Penelitian morfologi pada tahun menemukan bahwa capung migran yang berhasil mencapai Maladewa (Maldives) cenderung memiliki pangkal sayap lebih lebar dan bentuk sayap yang lebih ramping dibandingkan populasi di India Selatan — desain aerodinamis yang meningkatkan efisiensi penerbangan jarak jauh. Temuan ini menunjukkan bahwa bentuk sayap, bukan sekadar ukuran, berperan penting dalam keberhasilan migrasi lintas benua.
Tantangan di Era Perubahan Iklim
Meski dikenal sebagai salah satu serangga paling tangguh di dunia, Pantala flavescens tidak kebal terhadap ancaman. Polusi udara, pestisida pertanian, dan degradasi habitat basah dapat mengurangi populasi lokal. Perubahan pola angin akibat pemanasan global juga berpotensi mengacaukan navigasi alami mereka. Gangguan kecil pada satu bagian rute dapat berdampak besar pada generasi berikutnya.

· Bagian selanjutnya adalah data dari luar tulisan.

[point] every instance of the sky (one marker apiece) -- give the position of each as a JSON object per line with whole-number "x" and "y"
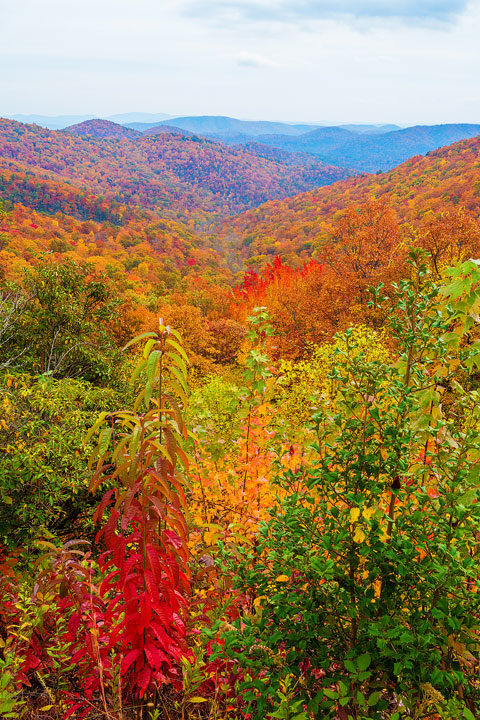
{"x": 384, "y": 61}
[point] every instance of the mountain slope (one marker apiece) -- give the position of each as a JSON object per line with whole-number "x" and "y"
{"x": 184, "y": 177}
{"x": 100, "y": 129}
{"x": 445, "y": 180}
{"x": 372, "y": 152}
{"x": 212, "y": 124}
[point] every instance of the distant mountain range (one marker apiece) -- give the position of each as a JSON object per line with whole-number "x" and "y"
{"x": 172, "y": 173}
{"x": 58, "y": 122}
{"x": 359, "y": 148}
{"x": 447, "y": 181}
{"x": 372, "y": 152}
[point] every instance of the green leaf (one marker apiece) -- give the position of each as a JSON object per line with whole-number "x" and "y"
{"x": 363, "y": 661}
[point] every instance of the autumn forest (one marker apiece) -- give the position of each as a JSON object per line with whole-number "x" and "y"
{"x": 240, "y": 415}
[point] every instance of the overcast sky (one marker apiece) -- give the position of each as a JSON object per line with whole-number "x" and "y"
{"x": 402, "y": 61}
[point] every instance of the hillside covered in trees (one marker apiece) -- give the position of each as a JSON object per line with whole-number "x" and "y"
{"x": 171, "y": 173}
{"x": 239, "y": 440}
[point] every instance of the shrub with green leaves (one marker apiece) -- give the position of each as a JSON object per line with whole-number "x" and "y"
{"x": 43, "y": 462}
{"x": 362, "y": 589}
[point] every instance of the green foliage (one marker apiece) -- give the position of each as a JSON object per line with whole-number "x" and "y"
{"x": 63, "y": 327}
{"x": 213, "y": 414}
{"x": 304, "y": 383}
{"x": 364, "y": 579}
{"x": 43, "y": 463}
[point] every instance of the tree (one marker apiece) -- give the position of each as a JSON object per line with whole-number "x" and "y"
{"x": 63, "y": 327}
{"x": 365, "y": 579}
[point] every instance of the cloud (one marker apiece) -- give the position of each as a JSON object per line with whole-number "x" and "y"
{"x": 252, "y": 60}
{"x": 432, "y": 11}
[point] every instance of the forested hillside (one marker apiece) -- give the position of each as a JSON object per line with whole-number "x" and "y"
{"x": 419, "y": 191}
{"x": 180, "y": 176}
{"x": 239, "y": 456}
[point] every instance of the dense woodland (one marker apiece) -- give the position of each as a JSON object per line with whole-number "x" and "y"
{"x": 239, "y": 440}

Bahkan, jika pola hujan global berubah drastis, wilayah yang dulunya menjadi “pit stop” atau tempat berkembang biak bisa hilang. Fenomena ini mengingatkan kita bahwa konservasi serangga tidak bisa hanya dilakukan di satu negara atau satu lokasi — harus ada kerja sama lintas wilayah, bahkan lintas benua.

Baca juga: Melihat Perubahan Iklim Lewat Capung
Kisah migrasi Pantala flavescens memberi pelajaran bahwa ukuran tidak selalu menentukan kemampuan. Dengan sayap selebar hanya sekitar 7 sentimeter, mereka mampu melintasi samudra, mengikuti pola angin, dan memanfaatkan siklus alam yang telah berlangsung selama ribuan tahun. Mereka adalah penjelajah sejati yang keberadaannya menyatukan ekosistem dari Asia hingga Afrika.
Bagi masyarakat Indonesia, mungkin kita perlu mulai melihat capung bukan sekadar hiasan alami di persawahan. Mereka adalah bagian dari jaringan kehidupan yang kompleks dan menjadi indikator penting kesehatan lingkungan. Jika jumlah mereka menurun drastis atau pola kemunculannya berubah, itu bisa menjadi tanda ada yang salah dengan iklim dan ekosistem kita.